Single Dose Oral Typhoid Vaccine Shown in U.S. Multi-center Trial to be Safe and Immunogenic

Wokingham, United Kingdom -- Microscience has announced the results of a multi-center clinical trial which shows that their new generation single dose oral typhoid vaccine is safe, well-tolerated and highly immunogenic. The study was carried out using a freeze-dried product suitable for commercialization. These results confirm the finding of an earlier trial in the UK.

The multi-center outpatient trial involved 60 healthy adult volunteers and was carried out under a Microscience sponsored IND at the University of Vermont with Fletcher Allen Healthcare, Burlington, Vt. and the Johns Hopkins University Bloomberg School of Public Health, Baltimore, Md.

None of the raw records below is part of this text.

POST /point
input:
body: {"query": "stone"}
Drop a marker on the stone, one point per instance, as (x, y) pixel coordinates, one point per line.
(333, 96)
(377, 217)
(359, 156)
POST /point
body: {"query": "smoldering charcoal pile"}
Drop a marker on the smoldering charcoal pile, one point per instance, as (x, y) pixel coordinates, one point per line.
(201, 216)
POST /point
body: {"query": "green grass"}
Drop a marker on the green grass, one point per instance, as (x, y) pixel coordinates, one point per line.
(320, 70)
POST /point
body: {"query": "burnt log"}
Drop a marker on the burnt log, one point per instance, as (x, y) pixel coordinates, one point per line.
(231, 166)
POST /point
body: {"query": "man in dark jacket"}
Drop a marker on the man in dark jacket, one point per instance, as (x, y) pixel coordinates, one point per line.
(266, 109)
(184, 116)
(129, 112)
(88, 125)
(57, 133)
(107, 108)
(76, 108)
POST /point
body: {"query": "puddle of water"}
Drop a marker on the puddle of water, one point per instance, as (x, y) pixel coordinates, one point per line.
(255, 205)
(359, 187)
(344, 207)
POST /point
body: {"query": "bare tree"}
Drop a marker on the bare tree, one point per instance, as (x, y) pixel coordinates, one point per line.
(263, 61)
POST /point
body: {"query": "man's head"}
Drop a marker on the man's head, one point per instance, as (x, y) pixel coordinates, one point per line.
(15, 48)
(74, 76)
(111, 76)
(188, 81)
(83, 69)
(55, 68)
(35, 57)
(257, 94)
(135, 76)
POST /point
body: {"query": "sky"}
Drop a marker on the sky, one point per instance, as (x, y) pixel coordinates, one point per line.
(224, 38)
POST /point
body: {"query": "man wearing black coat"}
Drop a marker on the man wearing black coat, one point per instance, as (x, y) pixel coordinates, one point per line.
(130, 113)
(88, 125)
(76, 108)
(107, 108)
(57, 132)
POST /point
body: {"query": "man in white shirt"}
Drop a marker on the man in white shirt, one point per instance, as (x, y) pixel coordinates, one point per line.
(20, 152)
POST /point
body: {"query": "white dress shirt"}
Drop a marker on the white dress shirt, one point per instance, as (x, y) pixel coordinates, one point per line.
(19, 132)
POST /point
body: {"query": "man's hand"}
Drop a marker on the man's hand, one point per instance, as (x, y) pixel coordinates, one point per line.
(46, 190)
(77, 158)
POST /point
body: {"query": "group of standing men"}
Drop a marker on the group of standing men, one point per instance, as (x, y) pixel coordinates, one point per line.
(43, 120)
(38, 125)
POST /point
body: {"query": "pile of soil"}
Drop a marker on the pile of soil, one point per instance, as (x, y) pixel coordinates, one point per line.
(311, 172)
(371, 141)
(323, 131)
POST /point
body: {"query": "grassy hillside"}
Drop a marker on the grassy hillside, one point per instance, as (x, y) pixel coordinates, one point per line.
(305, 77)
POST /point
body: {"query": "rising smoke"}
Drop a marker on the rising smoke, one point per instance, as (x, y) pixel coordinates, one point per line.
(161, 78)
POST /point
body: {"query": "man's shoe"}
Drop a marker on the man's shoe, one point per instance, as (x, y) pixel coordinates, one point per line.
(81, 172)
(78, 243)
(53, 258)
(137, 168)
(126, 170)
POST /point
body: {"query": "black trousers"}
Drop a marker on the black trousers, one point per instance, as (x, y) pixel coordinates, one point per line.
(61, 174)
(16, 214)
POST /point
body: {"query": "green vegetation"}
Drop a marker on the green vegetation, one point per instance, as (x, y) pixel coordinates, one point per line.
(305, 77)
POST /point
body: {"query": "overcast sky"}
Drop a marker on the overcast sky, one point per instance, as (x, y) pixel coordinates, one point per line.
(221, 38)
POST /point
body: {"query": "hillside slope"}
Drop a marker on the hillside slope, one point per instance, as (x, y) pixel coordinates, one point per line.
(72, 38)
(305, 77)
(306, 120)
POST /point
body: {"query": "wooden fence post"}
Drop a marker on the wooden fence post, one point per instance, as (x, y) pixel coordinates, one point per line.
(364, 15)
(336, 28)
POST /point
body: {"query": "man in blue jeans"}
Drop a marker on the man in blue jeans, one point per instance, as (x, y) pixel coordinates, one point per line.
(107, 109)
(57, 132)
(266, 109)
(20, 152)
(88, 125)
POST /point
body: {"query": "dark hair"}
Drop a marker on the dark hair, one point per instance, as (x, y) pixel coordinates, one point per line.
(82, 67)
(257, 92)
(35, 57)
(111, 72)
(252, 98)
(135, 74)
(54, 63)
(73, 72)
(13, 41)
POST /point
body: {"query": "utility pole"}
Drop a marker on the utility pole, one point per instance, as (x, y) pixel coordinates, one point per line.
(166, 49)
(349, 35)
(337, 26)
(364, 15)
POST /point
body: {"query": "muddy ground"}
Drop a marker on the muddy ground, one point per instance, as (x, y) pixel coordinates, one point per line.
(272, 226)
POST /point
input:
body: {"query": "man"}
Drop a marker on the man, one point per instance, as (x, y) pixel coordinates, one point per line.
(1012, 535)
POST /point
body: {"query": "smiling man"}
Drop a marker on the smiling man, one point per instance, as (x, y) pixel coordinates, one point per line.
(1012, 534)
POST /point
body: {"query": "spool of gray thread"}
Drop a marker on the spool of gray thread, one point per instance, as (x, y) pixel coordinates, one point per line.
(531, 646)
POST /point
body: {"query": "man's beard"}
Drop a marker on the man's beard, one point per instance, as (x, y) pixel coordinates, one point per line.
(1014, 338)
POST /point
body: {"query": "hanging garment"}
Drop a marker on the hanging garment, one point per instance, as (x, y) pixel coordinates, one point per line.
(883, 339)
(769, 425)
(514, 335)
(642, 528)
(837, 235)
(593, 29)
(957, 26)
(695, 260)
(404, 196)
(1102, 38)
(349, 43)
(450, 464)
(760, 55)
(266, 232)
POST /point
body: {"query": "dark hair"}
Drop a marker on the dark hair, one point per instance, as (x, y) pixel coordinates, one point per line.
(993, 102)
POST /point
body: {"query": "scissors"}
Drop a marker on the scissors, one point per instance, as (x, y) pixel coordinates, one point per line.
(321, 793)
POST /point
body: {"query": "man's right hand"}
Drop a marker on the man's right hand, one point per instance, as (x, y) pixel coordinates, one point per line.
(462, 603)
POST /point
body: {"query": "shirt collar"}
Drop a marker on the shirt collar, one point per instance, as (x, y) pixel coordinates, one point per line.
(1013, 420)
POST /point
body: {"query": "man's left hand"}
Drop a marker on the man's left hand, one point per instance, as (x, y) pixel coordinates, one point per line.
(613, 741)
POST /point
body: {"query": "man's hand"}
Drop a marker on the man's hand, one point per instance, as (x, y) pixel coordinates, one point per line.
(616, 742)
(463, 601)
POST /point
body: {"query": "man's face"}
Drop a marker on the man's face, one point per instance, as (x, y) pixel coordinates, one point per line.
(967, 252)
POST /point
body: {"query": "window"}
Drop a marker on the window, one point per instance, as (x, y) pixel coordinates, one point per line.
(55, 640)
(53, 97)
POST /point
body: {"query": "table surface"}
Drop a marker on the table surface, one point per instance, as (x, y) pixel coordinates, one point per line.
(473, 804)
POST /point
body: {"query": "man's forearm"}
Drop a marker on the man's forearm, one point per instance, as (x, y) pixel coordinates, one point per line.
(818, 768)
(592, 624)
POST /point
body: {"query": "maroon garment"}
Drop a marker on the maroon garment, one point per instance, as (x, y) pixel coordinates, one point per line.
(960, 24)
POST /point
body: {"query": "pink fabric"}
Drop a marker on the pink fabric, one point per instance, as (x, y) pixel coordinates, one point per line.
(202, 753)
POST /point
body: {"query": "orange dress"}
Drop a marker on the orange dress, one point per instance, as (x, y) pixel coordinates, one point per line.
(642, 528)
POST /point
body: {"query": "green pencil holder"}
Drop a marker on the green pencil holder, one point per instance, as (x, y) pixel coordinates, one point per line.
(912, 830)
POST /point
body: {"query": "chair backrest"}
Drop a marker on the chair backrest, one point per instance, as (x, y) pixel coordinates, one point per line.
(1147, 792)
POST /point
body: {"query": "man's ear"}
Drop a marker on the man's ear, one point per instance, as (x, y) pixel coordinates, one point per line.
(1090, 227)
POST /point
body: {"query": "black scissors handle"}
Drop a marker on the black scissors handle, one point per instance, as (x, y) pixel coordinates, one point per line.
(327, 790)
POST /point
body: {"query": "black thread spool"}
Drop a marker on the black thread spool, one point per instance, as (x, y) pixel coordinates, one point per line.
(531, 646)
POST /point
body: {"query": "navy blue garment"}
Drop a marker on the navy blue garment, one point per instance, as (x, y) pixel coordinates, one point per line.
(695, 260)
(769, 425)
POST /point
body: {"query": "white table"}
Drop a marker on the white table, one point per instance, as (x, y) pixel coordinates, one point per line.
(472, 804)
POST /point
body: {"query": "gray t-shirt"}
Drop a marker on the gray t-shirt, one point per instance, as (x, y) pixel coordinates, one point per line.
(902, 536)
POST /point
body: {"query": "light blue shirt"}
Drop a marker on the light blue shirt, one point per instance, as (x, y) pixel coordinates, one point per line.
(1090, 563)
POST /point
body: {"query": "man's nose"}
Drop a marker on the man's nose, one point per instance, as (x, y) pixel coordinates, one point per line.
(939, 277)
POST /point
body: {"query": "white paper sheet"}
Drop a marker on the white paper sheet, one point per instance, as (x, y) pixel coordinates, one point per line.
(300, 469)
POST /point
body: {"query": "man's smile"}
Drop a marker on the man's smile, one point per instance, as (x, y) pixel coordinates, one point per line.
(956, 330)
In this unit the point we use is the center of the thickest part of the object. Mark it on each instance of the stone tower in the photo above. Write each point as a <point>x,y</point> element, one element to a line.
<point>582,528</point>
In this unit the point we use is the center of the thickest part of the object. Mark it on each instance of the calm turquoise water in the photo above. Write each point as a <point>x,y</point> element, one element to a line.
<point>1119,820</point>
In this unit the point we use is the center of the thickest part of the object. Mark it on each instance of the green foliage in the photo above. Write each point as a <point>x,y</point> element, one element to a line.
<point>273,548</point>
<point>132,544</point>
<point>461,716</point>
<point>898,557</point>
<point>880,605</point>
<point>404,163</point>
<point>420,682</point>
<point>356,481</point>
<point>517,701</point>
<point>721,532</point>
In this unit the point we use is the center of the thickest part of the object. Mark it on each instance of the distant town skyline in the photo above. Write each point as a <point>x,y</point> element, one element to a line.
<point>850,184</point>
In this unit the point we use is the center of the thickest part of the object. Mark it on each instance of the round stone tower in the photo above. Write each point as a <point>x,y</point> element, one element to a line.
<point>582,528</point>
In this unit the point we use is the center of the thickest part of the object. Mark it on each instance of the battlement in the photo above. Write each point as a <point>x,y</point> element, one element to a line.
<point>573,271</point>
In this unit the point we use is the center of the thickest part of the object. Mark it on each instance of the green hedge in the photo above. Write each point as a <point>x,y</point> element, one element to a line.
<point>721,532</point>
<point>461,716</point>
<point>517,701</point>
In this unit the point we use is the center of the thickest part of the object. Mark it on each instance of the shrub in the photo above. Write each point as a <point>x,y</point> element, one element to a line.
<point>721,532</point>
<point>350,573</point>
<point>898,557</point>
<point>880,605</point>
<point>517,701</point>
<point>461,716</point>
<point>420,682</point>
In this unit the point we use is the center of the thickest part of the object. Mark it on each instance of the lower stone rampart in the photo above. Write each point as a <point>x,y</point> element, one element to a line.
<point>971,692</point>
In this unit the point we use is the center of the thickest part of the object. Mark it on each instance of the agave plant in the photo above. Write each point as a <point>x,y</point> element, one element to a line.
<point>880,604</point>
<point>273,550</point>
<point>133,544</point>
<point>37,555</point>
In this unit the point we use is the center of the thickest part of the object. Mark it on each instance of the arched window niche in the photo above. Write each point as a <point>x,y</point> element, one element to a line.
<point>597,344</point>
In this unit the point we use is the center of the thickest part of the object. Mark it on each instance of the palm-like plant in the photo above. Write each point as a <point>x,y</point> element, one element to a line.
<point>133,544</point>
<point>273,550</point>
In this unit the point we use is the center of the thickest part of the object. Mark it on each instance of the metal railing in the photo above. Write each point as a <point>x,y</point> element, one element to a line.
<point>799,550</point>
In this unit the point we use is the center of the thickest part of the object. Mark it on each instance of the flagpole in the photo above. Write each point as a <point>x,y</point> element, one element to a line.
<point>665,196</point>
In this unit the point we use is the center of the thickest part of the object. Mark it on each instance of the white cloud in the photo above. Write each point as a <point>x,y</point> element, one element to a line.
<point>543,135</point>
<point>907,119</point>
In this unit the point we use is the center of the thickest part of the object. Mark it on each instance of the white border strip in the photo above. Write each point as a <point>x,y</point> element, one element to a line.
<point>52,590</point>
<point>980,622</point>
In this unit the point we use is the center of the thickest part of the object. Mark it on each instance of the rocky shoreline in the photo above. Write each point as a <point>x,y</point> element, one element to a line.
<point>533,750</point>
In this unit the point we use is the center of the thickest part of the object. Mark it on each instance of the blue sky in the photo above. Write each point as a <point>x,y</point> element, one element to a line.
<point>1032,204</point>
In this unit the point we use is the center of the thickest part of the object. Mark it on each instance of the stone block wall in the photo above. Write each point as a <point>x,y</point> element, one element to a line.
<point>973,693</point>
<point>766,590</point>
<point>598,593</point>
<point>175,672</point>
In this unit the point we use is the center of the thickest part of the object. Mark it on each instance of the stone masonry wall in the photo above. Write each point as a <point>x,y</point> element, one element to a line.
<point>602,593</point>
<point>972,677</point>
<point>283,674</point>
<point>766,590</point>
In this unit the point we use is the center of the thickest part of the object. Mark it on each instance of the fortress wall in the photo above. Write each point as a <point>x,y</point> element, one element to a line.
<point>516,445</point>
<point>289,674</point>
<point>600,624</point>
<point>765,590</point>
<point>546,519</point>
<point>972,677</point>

"These latest most promising results move our oral typhoid vaccine center stage," said research and development director Dr Steven Chatfield, "given that the freeze dried product used for this randomized, double-blind, dose escalation placebo controlled trial is that proposed for the final commercial vaccine. The fact that we already have a manufacturing process in place suitable for commercializing the product is of major strategic importance. This will result in savings, both time and money as we move this vaccine quickly through the Phase II program."

Microscience are developing this live attenuated vaccine principally to provide travelers with an effective single-dose vaccine, which can be taken by mouth to protect against typhoid fever. It will be a convenient new alternative to current multi-dose oral and single-dose injected vaccines.

A significant number of cases of typhoid are reported in both the U.S. and in Europe, most of which are contracted while abroad with an estimated global incidence of 30 million cases and 600,000 mortalities, worldwide every year.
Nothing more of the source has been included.